Outlines is strictly sampling based, and focused on using methods such as self-consistency, adaptive consistency, DiVeRSe, Tree of thoughts, lattice sampling, etc. Several samples can be obtained using the num_samples keyword argument:

import outlines.models as models


model = models.text_completion.hf("sshleifer/tiny-gpt2")
answer = model("2 + 2 = ", num_samples=5)
print(answer)
# [4, 5, 4, 4, 4]

The focus on sampling allows us to explore different ideas, such as using the diversity of answers to evaluate the model's uncertainty, or simulation-based inference to optimize the prompt.
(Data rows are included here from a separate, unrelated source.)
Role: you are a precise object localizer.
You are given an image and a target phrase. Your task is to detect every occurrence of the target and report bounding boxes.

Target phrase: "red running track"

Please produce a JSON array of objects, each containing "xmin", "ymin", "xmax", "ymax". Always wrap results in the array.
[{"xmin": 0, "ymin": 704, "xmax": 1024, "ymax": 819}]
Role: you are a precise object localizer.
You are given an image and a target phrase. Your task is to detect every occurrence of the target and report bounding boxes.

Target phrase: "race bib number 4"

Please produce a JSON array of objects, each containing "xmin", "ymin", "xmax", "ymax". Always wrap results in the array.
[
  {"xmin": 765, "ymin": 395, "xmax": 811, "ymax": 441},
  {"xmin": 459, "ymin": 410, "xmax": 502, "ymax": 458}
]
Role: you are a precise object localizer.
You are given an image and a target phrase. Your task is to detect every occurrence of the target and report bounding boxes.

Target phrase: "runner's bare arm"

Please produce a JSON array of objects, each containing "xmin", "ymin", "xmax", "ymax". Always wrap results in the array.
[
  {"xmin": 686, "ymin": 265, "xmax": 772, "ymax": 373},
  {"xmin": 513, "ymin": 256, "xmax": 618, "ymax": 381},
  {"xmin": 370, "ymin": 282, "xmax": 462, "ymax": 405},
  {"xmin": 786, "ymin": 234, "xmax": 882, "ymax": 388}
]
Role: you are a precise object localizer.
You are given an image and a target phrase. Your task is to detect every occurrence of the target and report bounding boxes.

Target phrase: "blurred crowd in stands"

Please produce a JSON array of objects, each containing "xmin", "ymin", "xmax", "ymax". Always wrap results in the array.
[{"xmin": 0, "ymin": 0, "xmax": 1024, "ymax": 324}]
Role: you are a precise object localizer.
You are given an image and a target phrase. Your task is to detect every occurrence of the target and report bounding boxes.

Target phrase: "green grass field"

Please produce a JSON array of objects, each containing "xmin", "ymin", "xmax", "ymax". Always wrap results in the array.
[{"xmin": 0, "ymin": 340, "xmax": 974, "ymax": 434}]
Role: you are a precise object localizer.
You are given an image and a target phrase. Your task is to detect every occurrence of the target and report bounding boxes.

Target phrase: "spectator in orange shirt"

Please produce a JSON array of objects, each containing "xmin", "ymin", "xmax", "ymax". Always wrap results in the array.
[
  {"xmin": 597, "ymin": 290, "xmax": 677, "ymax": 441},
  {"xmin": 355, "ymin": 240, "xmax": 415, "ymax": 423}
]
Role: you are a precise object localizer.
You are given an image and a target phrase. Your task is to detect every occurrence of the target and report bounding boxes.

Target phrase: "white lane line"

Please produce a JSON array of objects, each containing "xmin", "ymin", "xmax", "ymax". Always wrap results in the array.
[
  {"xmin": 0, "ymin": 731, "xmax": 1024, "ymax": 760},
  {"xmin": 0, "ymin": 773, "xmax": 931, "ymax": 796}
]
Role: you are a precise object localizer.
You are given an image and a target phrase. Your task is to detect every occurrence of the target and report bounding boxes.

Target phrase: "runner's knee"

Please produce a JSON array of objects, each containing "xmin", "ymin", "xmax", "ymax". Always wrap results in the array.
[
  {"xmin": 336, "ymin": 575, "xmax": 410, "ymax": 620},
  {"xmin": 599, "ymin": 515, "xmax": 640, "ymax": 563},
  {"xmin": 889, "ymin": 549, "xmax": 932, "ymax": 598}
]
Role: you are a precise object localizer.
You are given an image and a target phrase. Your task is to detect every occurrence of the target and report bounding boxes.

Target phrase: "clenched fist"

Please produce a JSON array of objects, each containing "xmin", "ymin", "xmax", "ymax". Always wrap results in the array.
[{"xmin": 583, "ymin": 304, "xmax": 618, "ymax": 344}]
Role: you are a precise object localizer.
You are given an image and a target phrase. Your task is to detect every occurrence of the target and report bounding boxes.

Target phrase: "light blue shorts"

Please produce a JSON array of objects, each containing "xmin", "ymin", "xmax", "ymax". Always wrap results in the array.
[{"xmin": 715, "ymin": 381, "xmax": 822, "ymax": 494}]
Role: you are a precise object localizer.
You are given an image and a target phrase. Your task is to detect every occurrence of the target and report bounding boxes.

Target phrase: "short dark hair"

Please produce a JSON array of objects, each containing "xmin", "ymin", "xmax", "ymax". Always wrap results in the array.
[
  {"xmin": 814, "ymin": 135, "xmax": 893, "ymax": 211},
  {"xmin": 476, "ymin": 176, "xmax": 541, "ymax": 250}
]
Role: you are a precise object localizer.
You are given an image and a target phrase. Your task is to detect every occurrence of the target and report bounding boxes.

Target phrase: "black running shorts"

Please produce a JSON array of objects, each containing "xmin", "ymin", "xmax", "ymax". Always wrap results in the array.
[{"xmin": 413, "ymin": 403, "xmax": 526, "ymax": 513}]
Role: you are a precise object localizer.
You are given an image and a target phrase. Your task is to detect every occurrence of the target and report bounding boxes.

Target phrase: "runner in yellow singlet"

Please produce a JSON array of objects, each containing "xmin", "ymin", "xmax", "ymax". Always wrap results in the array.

Vectorization and parallel execution

You can pass prompts in a NumPy array to Outlines models:

import numpy as np
import outlines.models as models

model = models.text_completion.openai("text-davinci-003")

prompts = [
    ["Translate 'Hello' in Italian", "Translate 'Hello' in French"],
    ["Translate 'Hello' in Spanish", "Translate 'Hello' in German"],
]
answers = model(prompts)

print(answers.shape)
# (2, 2)

Outlines also provide a outlines.vectorize decorator that will vectorize any function. If the function is async the requests will be run concurrently:

import aiohttp
import numpy as np
import outlines

@outlines.vectorize
async def wikipedia_search(query):
    url = f"https://en.wikipedia.org/w/api.php?format=json&action=query&prop=extracts&exintro&explaintext&redirects=1&titles={query}&origin=*"
    async with aiohttp.ClientSession() as session:
        async with session.get(url) as response:
            return await response.text()

results = wikipedia_search([["Cat", "Dog"],["Bird", "Horse"]])
print(results.shape)
# (2, 2)

This feature allows you to run multiple workflows in parallel, for instance to avoid overfitting when iterating over a workflow or in production to run workflows over several different inputs.

Contributing

What contributions?

We curently only accept bug fixes and documentation contributions. If you have a feature request, please start a new discussions. The issue tracker is only intended for actionable items.

How to contribute?

Run pip install -e .[test] or conda env create -f environment.yml. To build the documentation you will also need to run pip install -r requirements-doc.txt.

Before pushing your code to repository please run pre-commit run --all-files and pytest to make sure that the code is formatted correctly and that the tests pass.

Do not hesitate to open a draft PR before your contribution is ready, especially if you have questions and/or need feedback.